If there is one characteristic that unites music under that slippery label, ‘progressive’, it is an artist’s desire to challenge themselves, their peers and their public by expanding their creative horizons beyond traditional rock and pop. And write concept albums about ladders, obviously. In that sense, Prince’s seventh studio album is textbook prog.
Just 10 months previously, the diminutive, multi-instrumentalist had delivered the global pop megahit he had long promised, in the form of 1984’s Purple Rain. So he could basically do what he liked.
With minimal fanfare, he released this nine-song set without even bothering with a single to precede it, preferring fans to hear the album as a whole entity – an archetypically progtastic move if there was one.
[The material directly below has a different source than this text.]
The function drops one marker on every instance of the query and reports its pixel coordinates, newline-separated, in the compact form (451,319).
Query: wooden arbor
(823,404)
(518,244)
But more startling for Prince fans was his sudden embrace of psychedelia. To rock fans, Prince’s love of Hendrix and The Beatles was no surprise. But unsuspecting pop-pickers who dipped a toe into these swirling waters would immediately find out, tablas and strings opening the title track, as if confronted with the Arabian Nights house band with their drinks spiked. Even if our hero’s trademark histrionic soul screams and James Brown whoops still rooted the sound firmly in funk foundations, this was clearly a sharp turn towards left field.
The dreamy, cartoonish charms of Raspberry Beret and Paisley Park are soon offset by the percussive, squawking minimalist groove of Tamborine, the sneering grunt of America, and the celeb-baiting of Pop Life. This was clearly a man who now wanted more than just to get it on and get us on the good foot – he snuck in a little Sgt Pepper on the sleeve art, just in case you missed the sonic hints.
The sense that he was committing commercial suicide was heightened before releasing this album when he announced he would be retiring after its release “to look for the ladder”. This turned out to be an over-arching theme for the album, crystallised on The Ladder, which stated, ‘everybody’s looking for the ladder, everybody wants salvation of the soul’.
Even more terminal-sounding sentiments were expressed in the final song of the album, Temptation, where, over the course of a grinding, fret-frying, sax-squealing lustathon, our horny hero is confronted by Beelzebub himself, who denies Prince his wicked way, explaining, ‘you have to want it for the right reasons… you don’t, now die!’
Enter the dragon, exit Prince. Only of course, he was soon resurrected, with two even greater albums, Parade and Sign ‘O’ The Times – a creative journey that began on this barmy, brilliant album forged in the finest self-indulgent flames of the devil’s music.